5. Uji sifat fisik dan stabilitas fisik emulgel

a. Uji viskositas. Uji ini dilakukan dengan menggunakan alat viscotester seri VT 04 (RION®-JAPAN). Emulgel seberat 150 g ditimbang dan dimasukkan ke dalam suatu wadah yang tersedia. Selanjutnya, wadah yang berisi emulgel tersebut dipasang pada portable viscotester. Viskositas emulgel ditentukan dengan mengamati pergerakkan jarum penunjuk viskositas. Uji ini dilakukan 2 kali yaitu 48 jam setelah pembuatan dan setelah penyimpanan selama 1 bulan untuk mengetahui pergeseran viskositasnya. Range viskositas yang dikehendaki sebesar 150-300 d.Pa.s Stabilitas fisik emulgel ditentukan dari nilai pergeseran viskositas yang dihitung dengan cara viskositas emulgel setelah penyimpanan selama 1 bulan dikurangi dengan viskositas emulgel 48 jam setelah pembuatan dibagi dengan viskositas emulgel 48 jam setelah pembuatan, lalu dikali 100%. Pergeseran viskositas yang dikehendaki ≤ 10.

b. Uji daya sebar. Sediaan emulgel seberat 1 g ditimbang dan diletakkan pada horizontal double plate. Horizontal double plate lain seberat 55 gram diletakkan di atas emulgel dan didiamkan selama 1 menit, kemudian dicatat penyebarannya. Uji daya sebar ini dilakukan setelah penyimpanan selama 48 jam. Daya sebar yang dikehendaki dalam penelitian ini adalah 3-5 cm.

6. Pengujian potensi antibakteri emulgel terhadap Staphylococcus epidermidis

a. Pembuatan stok bakteri. Media Muller-Hinton Agar dimasukkan ke dalam erlenmeyer (penimbangan disesuaikan kebutuhan dengan melihat label pada wadah) dan ditambahkan aquadest. Selanjutnya, media diambil sebanyak 5

mL dengan pipet ukur, dimasukkan ke dalam tabung reaksi, dan disterilisasi dengan autoklaf pada suhu 121oC selama 15 menit. Pada suhu 45-50oC, tabung reaksi yang berisi media dimiringkan hingga memadat. Staphylococcus epidermidis sebanyak 1 ose diinokulasikan secara goresan zig-zag pada media agar miring tersebut dan diinkubasi selama 24-48 jam di dalam inkubator.

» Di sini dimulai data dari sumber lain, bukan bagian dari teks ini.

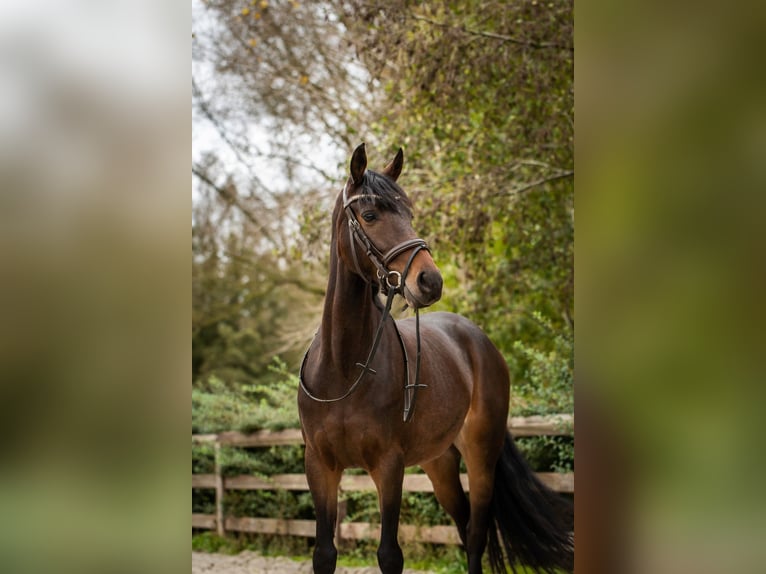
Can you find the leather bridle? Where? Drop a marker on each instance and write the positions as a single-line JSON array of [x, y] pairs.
[[380, 260]]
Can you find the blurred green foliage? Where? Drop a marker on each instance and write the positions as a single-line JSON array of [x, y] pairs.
[[481, 97]]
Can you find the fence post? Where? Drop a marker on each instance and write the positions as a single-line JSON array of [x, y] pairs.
[[342, 511], [218, 490]]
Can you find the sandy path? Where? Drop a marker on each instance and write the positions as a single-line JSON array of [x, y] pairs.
[[251, 563]]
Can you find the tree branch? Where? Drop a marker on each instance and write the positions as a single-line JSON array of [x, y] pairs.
[[532, 185], [230, 197], [494, 36]]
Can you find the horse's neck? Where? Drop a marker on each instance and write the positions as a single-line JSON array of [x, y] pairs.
[[349, 320]]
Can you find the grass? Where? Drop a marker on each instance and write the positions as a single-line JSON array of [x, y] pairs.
[[431, 557]]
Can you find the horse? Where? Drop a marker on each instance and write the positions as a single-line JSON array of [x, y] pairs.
[[364, 415]]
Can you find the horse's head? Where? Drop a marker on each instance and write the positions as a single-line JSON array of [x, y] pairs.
[[380, 244]]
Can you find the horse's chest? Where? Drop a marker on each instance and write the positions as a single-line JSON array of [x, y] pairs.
[[350, 445]]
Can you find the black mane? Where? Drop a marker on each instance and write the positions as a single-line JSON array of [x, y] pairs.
[[384, 192]]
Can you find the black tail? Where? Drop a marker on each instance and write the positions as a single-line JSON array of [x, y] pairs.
[[535, 523]]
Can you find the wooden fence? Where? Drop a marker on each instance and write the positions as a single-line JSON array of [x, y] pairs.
[[519, 426]]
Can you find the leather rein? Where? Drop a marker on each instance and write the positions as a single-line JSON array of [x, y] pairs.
[[392, 282]]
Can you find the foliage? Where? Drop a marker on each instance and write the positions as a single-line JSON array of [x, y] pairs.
[[549, 376], [246, 408], [481, 96]]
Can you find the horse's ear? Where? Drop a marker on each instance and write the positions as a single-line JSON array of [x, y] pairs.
[[394, 168], [358, 163]]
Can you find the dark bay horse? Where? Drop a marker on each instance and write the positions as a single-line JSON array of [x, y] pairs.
[[356, 413]]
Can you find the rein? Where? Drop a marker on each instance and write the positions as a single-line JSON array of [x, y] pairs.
[[385, 276]]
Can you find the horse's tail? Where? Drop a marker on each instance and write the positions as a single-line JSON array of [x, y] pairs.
[[535, 523]]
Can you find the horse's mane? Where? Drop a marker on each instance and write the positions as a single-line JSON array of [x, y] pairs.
[[384, 192]]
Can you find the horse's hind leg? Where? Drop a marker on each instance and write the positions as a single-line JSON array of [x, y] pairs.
[[323, 483], [482, 444], [388, 476], [444, 473]]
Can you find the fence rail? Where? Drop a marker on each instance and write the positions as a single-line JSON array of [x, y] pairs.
[[556, 425]]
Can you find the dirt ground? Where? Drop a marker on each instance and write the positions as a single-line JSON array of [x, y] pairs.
[[251, 563]]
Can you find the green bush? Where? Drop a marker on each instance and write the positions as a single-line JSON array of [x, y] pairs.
[[272, 405]]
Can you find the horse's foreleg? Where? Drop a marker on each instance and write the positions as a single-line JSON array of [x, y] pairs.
[[388, 476], [323, 483], [444, 473]]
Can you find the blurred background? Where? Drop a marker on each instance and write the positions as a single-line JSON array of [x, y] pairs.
[[96, 305]]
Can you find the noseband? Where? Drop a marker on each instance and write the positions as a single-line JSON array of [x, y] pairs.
[[385, 276], [375, 255]]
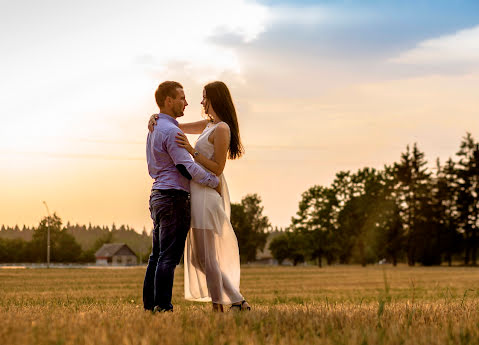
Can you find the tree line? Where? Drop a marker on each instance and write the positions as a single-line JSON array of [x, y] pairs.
[[78, 243], [404, 212]]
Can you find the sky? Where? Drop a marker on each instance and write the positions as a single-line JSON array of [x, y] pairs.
[[319, 87]]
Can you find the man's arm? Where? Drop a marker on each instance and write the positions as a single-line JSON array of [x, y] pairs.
[[185, 164]]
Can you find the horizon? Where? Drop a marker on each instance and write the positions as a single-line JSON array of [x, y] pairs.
[[319, 87]]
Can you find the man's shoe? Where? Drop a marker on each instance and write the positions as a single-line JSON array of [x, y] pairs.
[[158, 309]]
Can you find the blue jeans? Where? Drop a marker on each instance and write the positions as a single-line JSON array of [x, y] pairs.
[[171, 214]]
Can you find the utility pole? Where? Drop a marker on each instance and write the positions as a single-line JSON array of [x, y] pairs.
[[48, 234]]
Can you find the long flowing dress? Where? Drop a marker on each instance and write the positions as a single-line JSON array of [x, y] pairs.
[[212, 264]]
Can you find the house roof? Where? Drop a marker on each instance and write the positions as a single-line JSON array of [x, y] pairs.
[[110, 249]]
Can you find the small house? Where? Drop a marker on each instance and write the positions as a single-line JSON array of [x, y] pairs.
[[116, 254]]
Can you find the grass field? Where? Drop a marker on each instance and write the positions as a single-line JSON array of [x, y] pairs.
[[291, 305]]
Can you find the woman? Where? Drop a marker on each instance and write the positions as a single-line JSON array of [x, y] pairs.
[[212, 266]]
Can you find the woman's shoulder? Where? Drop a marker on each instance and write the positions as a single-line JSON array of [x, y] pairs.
[[223, 126]]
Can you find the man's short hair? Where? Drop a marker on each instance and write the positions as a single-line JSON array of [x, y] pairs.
[[165, 89]]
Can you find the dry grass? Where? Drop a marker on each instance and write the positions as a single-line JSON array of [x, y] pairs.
[[302, 305]]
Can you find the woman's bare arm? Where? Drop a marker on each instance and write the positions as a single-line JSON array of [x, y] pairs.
[[193, 127], [190, 127], [221, 143]]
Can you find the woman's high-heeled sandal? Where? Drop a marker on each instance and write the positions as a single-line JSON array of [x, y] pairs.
[[240, 306]]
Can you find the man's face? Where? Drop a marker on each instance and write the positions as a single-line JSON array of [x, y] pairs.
[[205, 103], [179, 103]]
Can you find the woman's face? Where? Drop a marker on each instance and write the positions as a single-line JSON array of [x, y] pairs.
[[205, 103]]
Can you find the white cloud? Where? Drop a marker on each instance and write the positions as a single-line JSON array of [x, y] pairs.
[[72, 71], [460, 47]]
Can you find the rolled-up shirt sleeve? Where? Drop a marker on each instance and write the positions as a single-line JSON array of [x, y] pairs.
[[181, 157]]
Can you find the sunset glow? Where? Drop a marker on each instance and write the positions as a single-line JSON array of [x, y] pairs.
[[319, 87]]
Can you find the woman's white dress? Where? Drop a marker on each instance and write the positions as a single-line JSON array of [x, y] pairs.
[[212, 263]]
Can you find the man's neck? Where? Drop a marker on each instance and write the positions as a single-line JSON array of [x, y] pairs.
[[167, 112]]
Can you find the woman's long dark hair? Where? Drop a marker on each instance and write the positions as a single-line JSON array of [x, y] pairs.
[[220, 99]]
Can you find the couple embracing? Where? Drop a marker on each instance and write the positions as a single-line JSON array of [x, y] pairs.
[[189, 201]]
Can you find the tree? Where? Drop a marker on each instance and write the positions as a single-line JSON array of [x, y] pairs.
[[413, 194], [316, 220], [250, 226], [64, 248], [468, 195]]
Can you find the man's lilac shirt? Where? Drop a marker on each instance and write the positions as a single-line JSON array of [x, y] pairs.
[[163, 155]]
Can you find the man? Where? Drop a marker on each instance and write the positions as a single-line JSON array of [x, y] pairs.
[[171, 167]]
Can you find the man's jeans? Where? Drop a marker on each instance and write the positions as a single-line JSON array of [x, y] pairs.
[[171, 214]]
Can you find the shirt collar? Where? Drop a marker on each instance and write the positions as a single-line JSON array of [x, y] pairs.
[[168, 118]]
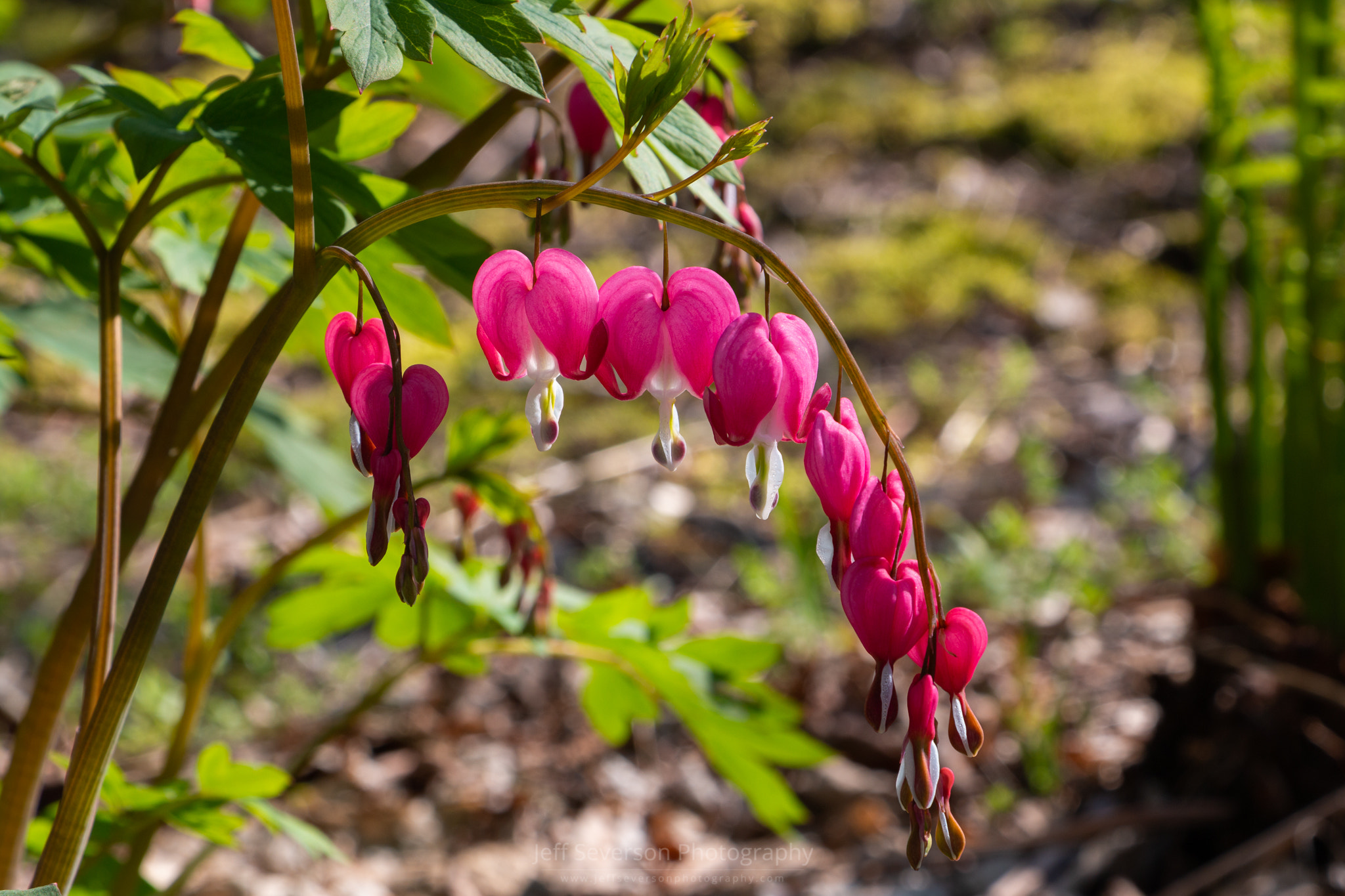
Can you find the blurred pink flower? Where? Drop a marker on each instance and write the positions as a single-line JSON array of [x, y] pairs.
[[763, 378]]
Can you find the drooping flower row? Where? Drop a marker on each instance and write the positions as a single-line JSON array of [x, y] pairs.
[[868, 531], [549, 320]]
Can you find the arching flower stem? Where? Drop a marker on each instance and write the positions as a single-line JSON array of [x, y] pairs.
[[523, 195]]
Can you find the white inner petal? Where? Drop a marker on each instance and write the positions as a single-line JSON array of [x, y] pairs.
[[826, 550], [541, 364], [544, 403], [959, 721], [934, 773]]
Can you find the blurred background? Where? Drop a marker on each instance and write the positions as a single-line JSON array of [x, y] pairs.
[[1000, 202]]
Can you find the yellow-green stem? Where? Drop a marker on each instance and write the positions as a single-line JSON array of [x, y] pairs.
[[305, 236], [96, 742]]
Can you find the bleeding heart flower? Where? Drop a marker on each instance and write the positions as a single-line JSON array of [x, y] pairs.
[[763, 377], [947, 832], [877, 528], [540, 322], [349, 352], [837, 463], [665, 351], [962, 640], [920, 756], [883, 612], [424, 405], [588, 123]]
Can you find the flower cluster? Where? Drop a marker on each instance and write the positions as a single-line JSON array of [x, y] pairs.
[[359, 355], [640, 333], [868, 530]]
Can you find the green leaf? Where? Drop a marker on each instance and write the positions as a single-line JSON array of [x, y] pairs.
[[68, 330], [1269, 171], [205, 35], [123, 797], [684, 132], [347, 594], [376, 34], [452, 83], [732, 656], [478, 436], [150, 140], [29, 96], [449, 250], [744, 727], [219, 775], [556, 24], [365, 128], [701, 188], [314, 842], [206, 820], [491, 37], [400, 626], [248, 124], [409, 299], [653, 82], [477, 584], [500, 496], [669, 621], [611, 700]]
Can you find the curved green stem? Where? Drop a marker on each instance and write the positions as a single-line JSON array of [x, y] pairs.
[[181, 414], [108, 538], [305, 236], [523, 195], [187, 190], [96, 742], [55, 186]]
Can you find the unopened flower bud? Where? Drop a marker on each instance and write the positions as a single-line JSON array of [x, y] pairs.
[[920, 757], [467, 503], [947, 832], [919, 842], [420, 555], [408, 589]]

b. Pembuatan suspensi bakteri. Koloni bakteri Staphylococcus epidermidis diambil dengan 2-3 ose dari stok bakteri, jika dikehendaki dalam volume yang besar dan dimasukkan ke dalam tabung reaksi berisi Media Muller-Hinton Broth (penimbangan disesuaikan kebutuhan dengan melihat label pada wadah) yang telah disterilisasi dengan autoklaf (suhu 121oC, 15 menit). Suspensi bakteri diinkubasi selama 48 jam di dalam inkubator pada suhu 37oC. Selanjutnya, suspensi bakteri divortex dan kekeruhannya dibandingkan dengan Mac Farland 0,5 (1,5 x 108 CFU/mL) (Bonang dan Koeswardono, 1982).

c. Pembuatan kontrol media steril. Media Muller-Hinton Agar yang telah disterilisasi dengan autoklaf (suhu 121oC, 15 menit) dituang ke dalam cawan petri steril, ditunggu hingga memadat dan diinkubasi di dalam inkubator selama 48 jam pada suhu 37oC. Setelah diinkubasi, media diamati dan dibandingkan dengan perlakuan dan kontrol pertumbuhan bakteri uji.

d. Kontrol pertumbuhan bakteri uji Staphylococcus epidermidis. Media Muller-Hinton Agar yang steril, dengan suhu 45-50oC, diinokulasikan suspensi bakteri uji dengan kepadatan dan jumlah yang sama dengan suspensi bakteri uji pada perlakuan, kemudian dituang ke cawan petri steril dan digoyang sehingga pertumbuhan bakteri dapat merata. Cawan petri tersebut diinkubasi selama 48 jam

dengan suhu 37oC. Setelah diinkubasi, media diamati pertumbuhan bakteri ujinya melalui kekeruhan media yang dibandingkan dengan perlakuan.

e. Uji potensi antibakteri sediaan emulgel. Semua alat yang akan digunakan disterilisasi dengan autoklaf (suhu 121oC, 15 menit). Media Muller-Hinton Agar yang steril, dengan suhu 45-50oC, diinokulasikan suspensi bakteri uji dengan kepadatan dan jumlah yang sama dengan suspensi bakteri uji pada kontrol pertumbuhan bakteri uji. Selanjutnya, sumuran sebanyak 5 lubang dibuat pada media berisi bakteri uji tersebut. Lima lubang sumuran yang dibuat meliputi basis (di tengah) dan ke 4 lubang lainnya berisi sediaan emulgel tiap formula. Cawan petri dibungkus menggunakan plastic wrap, kemudian diinkubasi selama 48 jam pada suhu 37oC. Setelah diinkubasi, diameter zona hambat yang dihasilkan diukur dengan menggunakan penggaris. Pada uji ini dilakukan replikasi sebanyak 3 kali.